Baxter unveils plummy new branding for kidney care spinout Vantive

As it prepares to push its kidney care portfolio out of the nest, Baxter International isn’t branching out too widely with the new company’s branding materials.

After unveiling the spinoff’s name last summer, Baxter has now debuted Vantive’s styling. According to a Wednesday announcement, the logo will be cast in a plum shade of purple, which combines Baxter’s own blue coloring, signifying “stability and trustworthiness,” with “the energy and boldness of red.”

Within the logo, Vantive’s capital “V” is sliced into three parts, which Baxter said represents the company-to-be’s three main areas of innovative therapies, digital solutions and advanced services.

Baxter also shared Vantive’s official mission of “Extending Lives, Expanding Possibilities.” Once again, the branding seems to nod to that of its parent company: Baxter’s stated mission is to “Save and Sustain Lives.”

“With the reveal of our mission and logo, we have reached another critical milestone in our journey to establish Vantive. From our legacy as a pioneer in kidney care to our position as a market leader in chronic and acute therapies, we maintain a unique vantage point to help fulfill the pivotal needs of today’s clinicians and patients,” Chris Toth, who is the current president of the kidney care division and is slated to serve as Vantive’s CEO, said in the announcement.

Vantive will comprise Baxter’s decades-old renal care division—spanning dialysis machines, supplies and services, and organ-support hardware—which raked in around $4.4 billion in sales for all of 2023. Baxter originally announced the separation plan in early 2023.

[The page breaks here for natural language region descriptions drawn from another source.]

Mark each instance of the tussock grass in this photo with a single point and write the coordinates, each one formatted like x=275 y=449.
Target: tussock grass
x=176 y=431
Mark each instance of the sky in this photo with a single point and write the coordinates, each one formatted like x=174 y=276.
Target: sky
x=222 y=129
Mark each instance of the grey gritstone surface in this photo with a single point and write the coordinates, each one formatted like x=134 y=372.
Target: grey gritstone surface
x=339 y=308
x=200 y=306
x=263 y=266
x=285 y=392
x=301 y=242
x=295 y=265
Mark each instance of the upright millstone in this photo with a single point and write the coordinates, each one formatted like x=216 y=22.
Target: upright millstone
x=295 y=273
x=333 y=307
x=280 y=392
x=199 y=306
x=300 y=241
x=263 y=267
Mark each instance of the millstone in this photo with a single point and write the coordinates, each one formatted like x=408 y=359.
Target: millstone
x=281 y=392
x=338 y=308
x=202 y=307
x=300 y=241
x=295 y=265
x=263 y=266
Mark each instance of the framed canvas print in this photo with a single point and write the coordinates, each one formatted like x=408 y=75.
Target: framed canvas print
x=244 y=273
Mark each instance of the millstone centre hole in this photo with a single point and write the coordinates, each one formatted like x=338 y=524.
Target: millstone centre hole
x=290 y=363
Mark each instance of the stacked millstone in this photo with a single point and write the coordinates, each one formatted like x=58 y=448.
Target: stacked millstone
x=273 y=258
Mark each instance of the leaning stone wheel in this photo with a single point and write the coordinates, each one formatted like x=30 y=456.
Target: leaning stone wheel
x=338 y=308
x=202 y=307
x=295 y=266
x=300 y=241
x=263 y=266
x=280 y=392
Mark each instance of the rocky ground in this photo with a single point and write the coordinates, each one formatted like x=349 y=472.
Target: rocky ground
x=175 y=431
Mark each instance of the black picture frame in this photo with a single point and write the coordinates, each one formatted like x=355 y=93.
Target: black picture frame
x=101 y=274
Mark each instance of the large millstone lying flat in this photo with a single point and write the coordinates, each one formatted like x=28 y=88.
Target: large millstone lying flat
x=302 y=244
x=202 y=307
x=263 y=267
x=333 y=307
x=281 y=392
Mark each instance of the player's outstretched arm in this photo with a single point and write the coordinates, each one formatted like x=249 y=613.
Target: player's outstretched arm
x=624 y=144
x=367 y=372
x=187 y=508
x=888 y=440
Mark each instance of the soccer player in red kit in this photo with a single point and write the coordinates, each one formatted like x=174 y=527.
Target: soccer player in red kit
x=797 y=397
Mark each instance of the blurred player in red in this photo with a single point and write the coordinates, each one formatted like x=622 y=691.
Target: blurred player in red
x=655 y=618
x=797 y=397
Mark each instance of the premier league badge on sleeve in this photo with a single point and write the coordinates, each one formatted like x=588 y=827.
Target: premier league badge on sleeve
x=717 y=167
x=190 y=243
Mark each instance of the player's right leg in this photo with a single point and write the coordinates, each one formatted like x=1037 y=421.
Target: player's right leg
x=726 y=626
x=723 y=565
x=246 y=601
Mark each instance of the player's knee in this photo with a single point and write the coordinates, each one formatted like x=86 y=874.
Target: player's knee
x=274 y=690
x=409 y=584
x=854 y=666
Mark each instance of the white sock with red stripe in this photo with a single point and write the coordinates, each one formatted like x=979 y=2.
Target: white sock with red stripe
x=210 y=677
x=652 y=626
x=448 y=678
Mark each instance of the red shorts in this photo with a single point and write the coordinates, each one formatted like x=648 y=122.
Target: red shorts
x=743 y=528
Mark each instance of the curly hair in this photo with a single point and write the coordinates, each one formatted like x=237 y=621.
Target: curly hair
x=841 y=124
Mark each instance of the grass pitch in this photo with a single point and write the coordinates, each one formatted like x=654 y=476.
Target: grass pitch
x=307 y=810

The spinout was long-billed as a way to set up the kidney care portfolio as its own standalone, publicly traded company. More recently, however, Baxter has begun weighing the option of selling off the division: In an early March filing with the U.S. Securities and Exchange Commission, Baxter disclosed that it had recently been in discussions with “select private equity investors” potentially interested in acquiring Vantive.

Baxter added in the filing that either way, Vantive’s separation is expected to be completed in the second half of this year, giving itself more time than allotted when it originally forecasted the finalization to come by the end of July.

In this week’s announcement, the medtech giant confirmed that second-half timeline and stayed vague on the exact nature of the separation, noting that it will occur “via either a sale to a private equity investor or a spinoff into a publicly traded company.”